Studies in recent years in many labs have established that hippocampal “place cells” encode each room, or each arm of a maze, when entered, and then fire again as rats or humans remember going there, or plan to go there again. The study authors recorded the firing of place cells as a rat performed the memory task in the maze, and predicted the route taken as reflected in the cell firing sequence captured in each sharp wave ripple.
To artificially double the duration of just the ripples made by rat’s brain cells during task-driven navigation, researchers engineered hippocampal cells to include light-sensitive channels. Shining light through tiny glass fibers activated neurons, adding more neurons to the naturally occurring sequence, thereby encoding more detail of the maze representation.
Importantly, the study also found that the extended ripples enabled slower-firing neurons to be recruited into their sequences. The authors’ past studies had shown these sluggish neurons to be better at changing their properties (more plastic) as something new is learned.

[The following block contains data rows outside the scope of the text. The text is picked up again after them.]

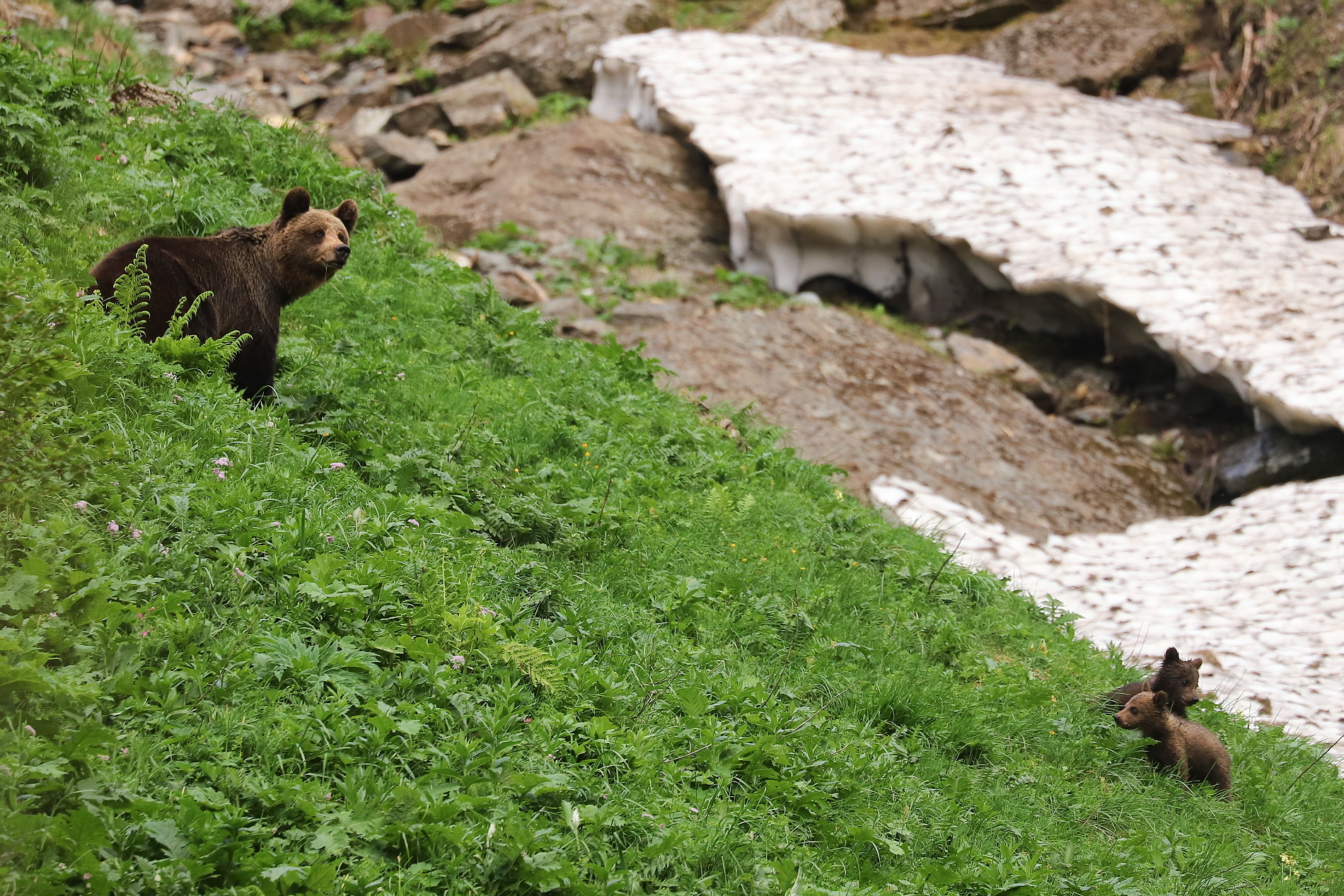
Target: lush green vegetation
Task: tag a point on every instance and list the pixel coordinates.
(475, 610)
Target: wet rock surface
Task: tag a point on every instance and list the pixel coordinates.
(870, 402)
(584, 179)
(1096, 45)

In contrast, faster firing partners in a ripple tended to start the sequence regardless of which route the rat took. Buzsáki’s team has been building the case that such ‘rigid’ neurons generalize across experiences, encoding the familiar (instead of the newfound) aspects of each newly encountered location.
“Our next step will be to seek to understand how sharp wave ripples can be prolonged by non-invasive means, which if we succeed would have implications for treating memory disorders,” says first author Antonio Fernandez-Ruiz, PhD, a postdoctoral fellow in Buzsáki’s lab.

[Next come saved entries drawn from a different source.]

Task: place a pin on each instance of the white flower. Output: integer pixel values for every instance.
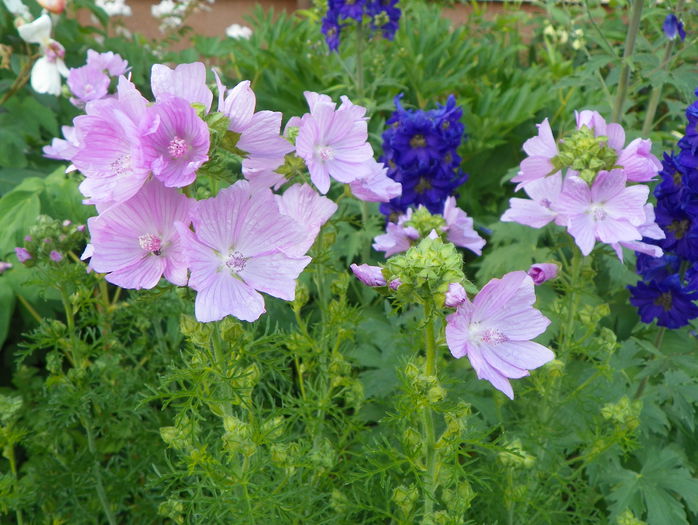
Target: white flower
(237, 31)
(17, 8)
(114, 7)
(47, 71)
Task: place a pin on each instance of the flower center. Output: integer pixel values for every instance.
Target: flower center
(121, 166)
(177, 148)
(150, 243)
(664, 301)
(418, 141)
(236, 262)
(325, 153)
(598, 212)
(679, 228)
(491, 336)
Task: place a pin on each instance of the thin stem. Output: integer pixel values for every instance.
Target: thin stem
(428, 416)
(656, 92)
(633, 27)
(98, 475)
(659, 338)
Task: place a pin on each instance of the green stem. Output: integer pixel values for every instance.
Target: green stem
(428, 416)
(659, 338)
(98, 475)
(633, 27)
(572, 299)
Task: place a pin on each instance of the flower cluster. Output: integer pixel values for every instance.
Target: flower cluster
(421, 151)
(50, 239)
(670, 284)
(140, 159)
(591, 183)
(383, 15)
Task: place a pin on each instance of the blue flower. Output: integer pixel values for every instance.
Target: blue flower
(672, 27)
(665, 300)
(420, 149)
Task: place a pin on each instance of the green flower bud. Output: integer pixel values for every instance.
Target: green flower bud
(586, 154)
(425, 271)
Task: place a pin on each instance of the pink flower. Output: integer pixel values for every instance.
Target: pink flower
(136, 242)
(307, 207)
(187, 81)
(651, 230)
(334, 142)
(459, 228)
(541, 272)
(110, 62)
(179, 145)
(537, 211)
(638, 162)
(87, 83)
(376, 186)
(495, 330)
(397, 237)
(608, 211)
(237, 250)
(369, 275)
(260, 133)
(109, 152)
(541, 150)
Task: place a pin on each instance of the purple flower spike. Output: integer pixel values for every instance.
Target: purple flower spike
(495, 330)
(369, 275)
(136, 242)
(673, 27)
(179, 146)
(22, 254)
(542, 272)
(238, 249)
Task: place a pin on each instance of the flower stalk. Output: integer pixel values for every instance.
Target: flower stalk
(633, 27)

Along with Buzsáki and Fernandez-Ruiz, authors from the New York University Neuroscience Institute were first author Azahara Oliva, Eliezyer Fermino de Oliveira, Florbela Rocha- Almeida, and David Tingley.
Funding: This work was supported by the Sir Henry Wellcome Postdoctoral Fellowship, EMBO Postdoctoral Fellowship -ALTF 120-2017, FAPESP grant 2017/03729-2, National Institutes of Health grants MH107396, NS074015, and U19NS104590, and National Science Foundation grant 1707316.
Greg Williams – NUY Langone
The image is in the public domain.
Original Research: Closed access
“Long-duration hippocampal sharp wave ripples improve memory”. Antonio Fernández-Ruiz, Azahara Oliva, Eliezyer Fermino de Oliveira, Florbela Rocha-Almeida, David Tingley, György Buzsáki.
Long-duration hippocampal sharp wave ripples improve memory
Hippocampal sharp wave ripples (SPW-Rs) have been hypothesized as a mechanism for memory consolidation and action planning. The duration of ripples shows a skewed distribution with a minority of long-duration events. We discovered that long-duration ripples are increased in situations demanding memory in rats. Prolongation of spontaneously occurring ripples by optogenetic stimulation, but not randomly induced ripples, increased memory during maze learning. The neuronal content of randomly induced ripples was similar to short-duration spontaneous ripples and contained little spatial information. The spike content of the optogenetically prolonged ripples was biased by the ongoing, naturally initiated neuronal sequences. Prolonged ripples recruited new neurons that represented either arm of the maze. Long-duration hippocampal SPW-Rs replaying large parts of planned routes are critical for memory.